Determines the action to be taken if one of the files cannot be successfully parsed.

parser

Java class name

Class name of the Java XMLReader to be used. For example, John Cowan's TagSoup parser may be selected by specifying parser=org.ccil.cowan.tagsoup.Parser (this parses arbitrary ill-formed HTML and presents it to Saxon as well-formed XML).

xinclude

yes | no

Determines whether XInclude processing should be applied to the selected documents. This overrides any setting in the Configuration (or any command line option).

stable

yes | no

Determines whether the collection is to be stable.

The pattern used in the select parameter can use glob-like syntax, for example *.xml selects all files with extension "xml". More generally, the pattern is converted to a regular expression by prepending "^", appending "$", replacing "." by "\.", "*" by ".*", and "?" by ".?", and it is then used to match the file names appearing in the directory using the Java regular expression rules. So, for example, you can write ?select=*.(xml|xhtml) to match files with either of these two file extensions. Note however, that special characters used in the URL (that is, characters such as backslash and curly braces that are not allowed in the query part of a URI) must be escaped using the %HH convention. For example, vertical bar needs to be written as %7C. This escaping can be achieved using the encode-for-uri() function.

As an alternative to the select parameter, the match parameter can be used. This accepts a standard XPath 3.1 regular expression as its value. For example, .+\.xml selects all files with extension "xml". Again, characters that are not allowed in the query part of a URI, such as backslash, curly braces, and vertical bar, must be escaped using the %HH convention, which can be achieved using the encode-for-uri() function.

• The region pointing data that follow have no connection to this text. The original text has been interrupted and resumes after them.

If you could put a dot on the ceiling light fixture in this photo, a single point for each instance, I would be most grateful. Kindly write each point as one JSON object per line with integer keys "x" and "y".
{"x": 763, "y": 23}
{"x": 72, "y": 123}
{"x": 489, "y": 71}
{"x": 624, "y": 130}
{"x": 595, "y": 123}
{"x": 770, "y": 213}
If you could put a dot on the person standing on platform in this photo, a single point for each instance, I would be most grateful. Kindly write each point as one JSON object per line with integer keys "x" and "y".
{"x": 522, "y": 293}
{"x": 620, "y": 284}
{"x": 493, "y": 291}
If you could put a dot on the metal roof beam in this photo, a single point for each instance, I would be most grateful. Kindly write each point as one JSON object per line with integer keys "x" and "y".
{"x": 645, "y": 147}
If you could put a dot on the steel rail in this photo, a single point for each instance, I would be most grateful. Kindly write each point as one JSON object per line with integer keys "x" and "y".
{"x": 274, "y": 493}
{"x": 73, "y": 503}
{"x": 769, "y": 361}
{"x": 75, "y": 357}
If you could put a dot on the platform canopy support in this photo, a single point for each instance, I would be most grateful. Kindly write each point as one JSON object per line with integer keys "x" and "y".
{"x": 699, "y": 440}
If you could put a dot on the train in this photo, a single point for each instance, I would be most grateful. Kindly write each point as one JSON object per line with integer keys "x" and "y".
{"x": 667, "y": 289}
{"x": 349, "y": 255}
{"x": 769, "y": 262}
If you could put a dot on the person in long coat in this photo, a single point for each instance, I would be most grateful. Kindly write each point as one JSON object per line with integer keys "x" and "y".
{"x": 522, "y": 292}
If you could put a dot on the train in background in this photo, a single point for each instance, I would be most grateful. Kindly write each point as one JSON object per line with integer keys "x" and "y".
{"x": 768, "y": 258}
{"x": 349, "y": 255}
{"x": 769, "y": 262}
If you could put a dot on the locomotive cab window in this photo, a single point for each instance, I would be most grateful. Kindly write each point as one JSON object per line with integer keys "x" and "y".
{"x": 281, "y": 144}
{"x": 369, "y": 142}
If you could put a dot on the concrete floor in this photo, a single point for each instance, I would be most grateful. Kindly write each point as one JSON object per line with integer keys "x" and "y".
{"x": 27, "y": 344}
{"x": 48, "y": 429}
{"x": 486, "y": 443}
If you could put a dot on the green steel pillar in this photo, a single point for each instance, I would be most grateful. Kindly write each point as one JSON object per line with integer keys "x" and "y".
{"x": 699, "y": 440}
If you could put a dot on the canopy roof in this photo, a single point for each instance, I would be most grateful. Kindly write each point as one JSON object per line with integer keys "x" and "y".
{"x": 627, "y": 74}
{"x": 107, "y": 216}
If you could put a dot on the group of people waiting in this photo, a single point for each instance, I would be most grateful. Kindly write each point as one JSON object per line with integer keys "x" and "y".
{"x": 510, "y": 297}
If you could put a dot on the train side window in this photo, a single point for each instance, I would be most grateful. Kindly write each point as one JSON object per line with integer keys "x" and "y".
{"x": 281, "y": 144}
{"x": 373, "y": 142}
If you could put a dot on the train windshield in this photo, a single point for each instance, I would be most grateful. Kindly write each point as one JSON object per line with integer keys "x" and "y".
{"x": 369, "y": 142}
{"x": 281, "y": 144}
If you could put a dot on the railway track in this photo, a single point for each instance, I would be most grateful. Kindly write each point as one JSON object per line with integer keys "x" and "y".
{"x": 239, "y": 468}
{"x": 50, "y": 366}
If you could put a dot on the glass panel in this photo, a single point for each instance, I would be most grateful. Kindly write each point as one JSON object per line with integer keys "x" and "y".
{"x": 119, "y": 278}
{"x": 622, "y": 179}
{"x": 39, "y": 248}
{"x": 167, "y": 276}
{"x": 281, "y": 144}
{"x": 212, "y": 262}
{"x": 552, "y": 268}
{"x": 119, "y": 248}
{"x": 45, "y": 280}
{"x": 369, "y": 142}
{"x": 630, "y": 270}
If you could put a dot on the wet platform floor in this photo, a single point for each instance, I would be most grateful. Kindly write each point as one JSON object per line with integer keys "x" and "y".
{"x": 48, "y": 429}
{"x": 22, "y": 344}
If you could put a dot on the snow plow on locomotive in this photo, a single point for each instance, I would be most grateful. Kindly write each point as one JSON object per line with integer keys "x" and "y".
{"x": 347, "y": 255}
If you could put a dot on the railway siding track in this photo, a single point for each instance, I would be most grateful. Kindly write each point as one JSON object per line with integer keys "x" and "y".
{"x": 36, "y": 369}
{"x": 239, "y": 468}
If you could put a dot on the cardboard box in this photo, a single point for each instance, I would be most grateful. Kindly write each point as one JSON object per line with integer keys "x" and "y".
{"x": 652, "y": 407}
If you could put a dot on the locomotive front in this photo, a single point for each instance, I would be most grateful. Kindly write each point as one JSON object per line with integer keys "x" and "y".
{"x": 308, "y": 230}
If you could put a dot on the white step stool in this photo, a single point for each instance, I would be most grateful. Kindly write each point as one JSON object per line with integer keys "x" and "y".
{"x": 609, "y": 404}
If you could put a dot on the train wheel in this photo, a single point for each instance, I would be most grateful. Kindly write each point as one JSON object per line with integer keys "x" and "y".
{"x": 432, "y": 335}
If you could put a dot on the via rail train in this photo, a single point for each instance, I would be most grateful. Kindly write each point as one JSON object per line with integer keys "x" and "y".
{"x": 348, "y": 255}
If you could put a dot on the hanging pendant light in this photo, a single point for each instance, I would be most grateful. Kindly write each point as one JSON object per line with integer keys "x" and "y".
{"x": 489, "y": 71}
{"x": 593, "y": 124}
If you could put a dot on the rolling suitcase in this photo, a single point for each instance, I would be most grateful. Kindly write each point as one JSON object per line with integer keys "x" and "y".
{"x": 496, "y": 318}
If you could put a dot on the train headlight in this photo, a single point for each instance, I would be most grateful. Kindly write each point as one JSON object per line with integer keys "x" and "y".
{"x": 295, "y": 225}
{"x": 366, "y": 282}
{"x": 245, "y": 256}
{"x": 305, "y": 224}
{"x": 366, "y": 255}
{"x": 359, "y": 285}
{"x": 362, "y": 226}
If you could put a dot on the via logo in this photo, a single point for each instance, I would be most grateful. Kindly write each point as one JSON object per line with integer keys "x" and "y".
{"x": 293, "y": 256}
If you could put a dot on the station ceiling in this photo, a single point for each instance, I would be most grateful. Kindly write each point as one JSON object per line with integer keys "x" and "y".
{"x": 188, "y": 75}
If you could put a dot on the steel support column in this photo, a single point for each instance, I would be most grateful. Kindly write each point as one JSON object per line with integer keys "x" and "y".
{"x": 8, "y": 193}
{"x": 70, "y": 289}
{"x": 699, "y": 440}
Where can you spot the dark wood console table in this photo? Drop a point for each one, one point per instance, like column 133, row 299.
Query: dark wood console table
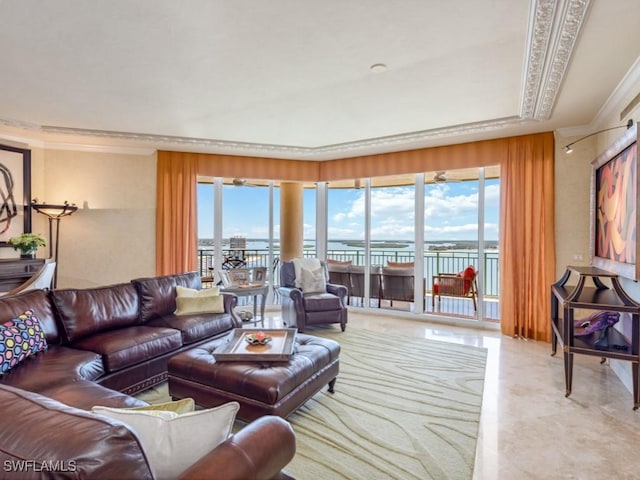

A collection read in this way is not stable by default. (Stability can be expensive, and is rarely required, so the default setting is recommended.) Making a collection stable has the effect that the entire result of the collection() function is retained in a cache for the duration of the query or transformation, and any further calls on collection() with the same absolute URI return this saved collection retrieved from this cache.